Korean Visual Document Retrieval Hard Negatives is a multimodal training set for fine-tuning embedding models. The dataset, created by whybe-choi, was last updated on 2026-04-25. Each row contains a text query, a page image document, one positive match, and seven mined hard negatives.
Use Cases
- Fine-tune visual-document retrieval models based on Korean text queries and page images.
- Improve model ranking performance using the provided hard negative examples.
- Benchmark cross-modal retrieval systems for Korean document pages.
Strengths
- Includes seven hard negative examples per query, which are useful for training robust retrieval models.
- Hard negatives were mined using the Qwen/Qwen3-VL-Embedding-8B model, suggesting a targeted mining approach.

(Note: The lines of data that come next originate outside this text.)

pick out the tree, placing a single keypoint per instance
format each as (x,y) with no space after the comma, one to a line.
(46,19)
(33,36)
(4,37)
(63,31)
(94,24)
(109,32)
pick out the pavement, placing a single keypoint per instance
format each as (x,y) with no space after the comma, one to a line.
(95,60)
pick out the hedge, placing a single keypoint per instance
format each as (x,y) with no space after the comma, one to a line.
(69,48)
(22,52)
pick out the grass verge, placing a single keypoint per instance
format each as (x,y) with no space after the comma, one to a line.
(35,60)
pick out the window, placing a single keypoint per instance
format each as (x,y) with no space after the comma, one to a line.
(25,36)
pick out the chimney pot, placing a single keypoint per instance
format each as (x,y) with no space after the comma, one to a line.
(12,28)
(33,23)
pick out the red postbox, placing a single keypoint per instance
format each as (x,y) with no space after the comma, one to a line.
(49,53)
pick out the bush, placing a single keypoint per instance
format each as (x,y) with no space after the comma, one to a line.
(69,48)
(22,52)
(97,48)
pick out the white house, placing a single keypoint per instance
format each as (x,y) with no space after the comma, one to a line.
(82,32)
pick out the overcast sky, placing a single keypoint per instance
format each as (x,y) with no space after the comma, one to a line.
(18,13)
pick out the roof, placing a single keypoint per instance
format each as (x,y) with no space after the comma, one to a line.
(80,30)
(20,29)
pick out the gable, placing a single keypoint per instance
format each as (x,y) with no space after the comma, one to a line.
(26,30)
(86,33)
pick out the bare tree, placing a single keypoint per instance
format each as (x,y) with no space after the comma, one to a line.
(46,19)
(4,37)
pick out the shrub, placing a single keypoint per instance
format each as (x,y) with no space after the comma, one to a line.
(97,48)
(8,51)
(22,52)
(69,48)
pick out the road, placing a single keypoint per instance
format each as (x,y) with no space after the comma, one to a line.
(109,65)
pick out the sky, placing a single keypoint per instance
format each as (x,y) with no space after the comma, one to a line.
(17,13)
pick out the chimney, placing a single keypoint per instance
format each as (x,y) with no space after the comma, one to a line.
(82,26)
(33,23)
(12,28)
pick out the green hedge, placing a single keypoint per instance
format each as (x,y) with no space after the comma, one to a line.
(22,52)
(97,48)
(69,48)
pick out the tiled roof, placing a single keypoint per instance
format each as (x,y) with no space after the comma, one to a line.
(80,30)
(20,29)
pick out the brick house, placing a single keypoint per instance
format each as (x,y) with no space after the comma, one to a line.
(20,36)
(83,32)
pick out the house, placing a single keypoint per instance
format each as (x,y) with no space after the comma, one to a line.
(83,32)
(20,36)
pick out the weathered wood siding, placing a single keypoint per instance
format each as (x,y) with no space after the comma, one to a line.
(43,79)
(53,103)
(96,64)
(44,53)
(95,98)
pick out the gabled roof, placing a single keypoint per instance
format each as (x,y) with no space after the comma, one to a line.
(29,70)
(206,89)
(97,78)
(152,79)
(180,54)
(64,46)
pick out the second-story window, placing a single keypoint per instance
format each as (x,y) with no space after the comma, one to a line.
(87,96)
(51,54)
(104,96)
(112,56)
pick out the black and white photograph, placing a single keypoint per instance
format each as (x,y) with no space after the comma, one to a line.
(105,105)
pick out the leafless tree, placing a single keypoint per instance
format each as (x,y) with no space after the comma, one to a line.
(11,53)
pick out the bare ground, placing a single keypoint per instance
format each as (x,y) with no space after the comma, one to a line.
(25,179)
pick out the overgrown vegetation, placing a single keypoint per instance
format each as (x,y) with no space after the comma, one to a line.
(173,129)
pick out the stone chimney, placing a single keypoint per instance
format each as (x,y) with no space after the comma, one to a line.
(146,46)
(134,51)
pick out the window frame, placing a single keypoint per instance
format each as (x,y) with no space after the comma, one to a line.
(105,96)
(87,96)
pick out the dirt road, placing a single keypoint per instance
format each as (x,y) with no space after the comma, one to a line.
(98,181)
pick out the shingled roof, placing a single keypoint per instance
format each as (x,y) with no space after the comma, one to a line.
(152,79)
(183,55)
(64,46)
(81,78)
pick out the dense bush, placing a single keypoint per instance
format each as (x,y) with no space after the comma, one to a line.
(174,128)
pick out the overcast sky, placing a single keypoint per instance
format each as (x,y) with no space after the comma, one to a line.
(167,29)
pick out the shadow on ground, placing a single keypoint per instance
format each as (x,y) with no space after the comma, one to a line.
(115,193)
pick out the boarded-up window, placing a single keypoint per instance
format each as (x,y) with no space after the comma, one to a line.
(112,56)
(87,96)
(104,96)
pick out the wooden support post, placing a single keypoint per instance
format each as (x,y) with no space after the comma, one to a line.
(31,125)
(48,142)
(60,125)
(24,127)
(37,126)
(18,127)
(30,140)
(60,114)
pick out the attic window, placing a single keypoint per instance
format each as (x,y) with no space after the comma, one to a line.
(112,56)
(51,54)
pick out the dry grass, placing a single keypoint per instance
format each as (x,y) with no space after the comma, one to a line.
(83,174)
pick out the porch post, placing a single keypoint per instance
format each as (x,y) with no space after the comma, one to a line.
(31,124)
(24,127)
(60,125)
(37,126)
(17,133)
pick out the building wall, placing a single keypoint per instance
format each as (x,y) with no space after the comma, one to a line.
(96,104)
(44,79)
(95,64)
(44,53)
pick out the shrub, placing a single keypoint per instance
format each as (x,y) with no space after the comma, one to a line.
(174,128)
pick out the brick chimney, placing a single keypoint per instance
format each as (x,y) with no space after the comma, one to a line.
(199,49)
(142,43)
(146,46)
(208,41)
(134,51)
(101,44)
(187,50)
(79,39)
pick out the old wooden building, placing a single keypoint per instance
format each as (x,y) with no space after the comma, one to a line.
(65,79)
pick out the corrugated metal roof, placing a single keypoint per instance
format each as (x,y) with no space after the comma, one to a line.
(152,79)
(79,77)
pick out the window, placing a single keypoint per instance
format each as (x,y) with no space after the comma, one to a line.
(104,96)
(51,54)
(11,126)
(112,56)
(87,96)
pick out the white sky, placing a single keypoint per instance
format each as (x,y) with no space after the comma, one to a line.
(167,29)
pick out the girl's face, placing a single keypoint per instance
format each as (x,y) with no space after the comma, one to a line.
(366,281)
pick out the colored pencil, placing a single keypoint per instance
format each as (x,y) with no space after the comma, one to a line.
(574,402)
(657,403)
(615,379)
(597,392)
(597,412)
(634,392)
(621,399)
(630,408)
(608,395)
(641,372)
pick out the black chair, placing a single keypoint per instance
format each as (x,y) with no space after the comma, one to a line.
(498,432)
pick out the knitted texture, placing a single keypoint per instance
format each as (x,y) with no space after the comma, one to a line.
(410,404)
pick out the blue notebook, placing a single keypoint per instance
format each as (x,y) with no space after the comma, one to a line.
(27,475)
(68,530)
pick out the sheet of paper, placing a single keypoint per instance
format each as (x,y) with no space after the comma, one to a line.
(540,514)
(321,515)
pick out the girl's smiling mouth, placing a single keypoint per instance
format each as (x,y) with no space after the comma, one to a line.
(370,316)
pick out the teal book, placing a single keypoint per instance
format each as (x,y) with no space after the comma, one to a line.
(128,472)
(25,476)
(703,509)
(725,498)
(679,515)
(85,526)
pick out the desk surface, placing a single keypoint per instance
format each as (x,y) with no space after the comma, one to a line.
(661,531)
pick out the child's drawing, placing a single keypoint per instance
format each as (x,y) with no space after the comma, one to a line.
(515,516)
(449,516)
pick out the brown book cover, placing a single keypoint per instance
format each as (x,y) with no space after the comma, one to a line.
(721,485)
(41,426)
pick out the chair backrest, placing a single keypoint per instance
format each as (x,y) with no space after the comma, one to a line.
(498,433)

- Positives sharing the same query within the same source dataset were excluded from the negative pool, potentially improving negative quality.
Limitations
- Description metadata is limited; actual data quality requires manual inspection after download.
- Row count is unknown, which may limit suitability assessment.
- Column-level documentation is absent; field semantics must be inferred after download.
Provenance
- Source
- huggingface
- Collection Method
- Hard negatives were mined with Qwen/Qwen3-VL-Embedding-8B within each source dataset.
- Freshness
- Last updated 2026-04-25 13:31:56; freshness should be verified.